Wat is een longshunt?

Pulmonale shunt is een ademhalingsprobleem waarbij de gasuitwisseling niet in de longen plaatsvindt, wat leidt tot lage zuurstofniveaus in het bloed. Dit kan problemen veroorzaken voor de patiënt, omdat gebrek aan zuurstof organen en weefsels zal verwonden. Meestal ervaren patiënten pulmonale shunt als een symptoom van een groter ademhalingsprobleem. Om het te behandelen, moeten artsen de oorsprong van het probleem bepalen en behandelen om het zuurstofniveau van het bloed te verhogen.

Bij patiënten met longshunt kan bloed de longen bereiken en de alveoli, de kleine luchtzakken in de longen, zijn volledig geperfuseerd met bloed.
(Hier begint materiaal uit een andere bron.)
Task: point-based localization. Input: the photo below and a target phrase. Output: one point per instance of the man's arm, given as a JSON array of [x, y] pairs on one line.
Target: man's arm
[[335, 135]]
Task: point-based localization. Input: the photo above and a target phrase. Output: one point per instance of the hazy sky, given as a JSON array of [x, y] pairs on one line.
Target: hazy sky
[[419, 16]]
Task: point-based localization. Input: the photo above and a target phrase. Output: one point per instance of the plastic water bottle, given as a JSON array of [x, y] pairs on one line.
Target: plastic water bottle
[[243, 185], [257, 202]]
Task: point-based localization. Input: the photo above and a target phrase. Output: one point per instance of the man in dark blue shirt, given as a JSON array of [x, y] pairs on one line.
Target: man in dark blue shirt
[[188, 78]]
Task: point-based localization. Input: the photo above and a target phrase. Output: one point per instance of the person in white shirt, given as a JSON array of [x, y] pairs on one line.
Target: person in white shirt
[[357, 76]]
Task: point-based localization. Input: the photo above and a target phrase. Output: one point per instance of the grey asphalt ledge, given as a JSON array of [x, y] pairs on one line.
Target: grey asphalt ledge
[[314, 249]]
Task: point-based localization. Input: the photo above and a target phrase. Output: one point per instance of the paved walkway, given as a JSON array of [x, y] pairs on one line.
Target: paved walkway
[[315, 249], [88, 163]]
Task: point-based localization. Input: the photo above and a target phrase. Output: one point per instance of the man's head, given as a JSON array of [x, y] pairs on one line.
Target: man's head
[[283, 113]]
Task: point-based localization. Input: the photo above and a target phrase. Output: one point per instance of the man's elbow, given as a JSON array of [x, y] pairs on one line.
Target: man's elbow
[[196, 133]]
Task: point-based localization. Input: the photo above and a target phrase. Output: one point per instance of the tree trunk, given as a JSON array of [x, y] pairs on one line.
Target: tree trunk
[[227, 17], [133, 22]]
Zuurstof komt echter niet in het bloed in het normale gasuitwisselingsproces waarbij koolstofdioxide het bloed verlaat en zuurstof het vervangt. Als gevolg hiervan gaat bloed door de longslagader, faalt er niet in om zuurstof op te pakken en komt de longader binnen om terug te keren naar het hart. Het hart pompt het bloed door het lichaam, maar het draagt ​​niet genoeg zuurstof, en de weefsels van de patiënt zullen beginnen te verlopenRience Hypoxia.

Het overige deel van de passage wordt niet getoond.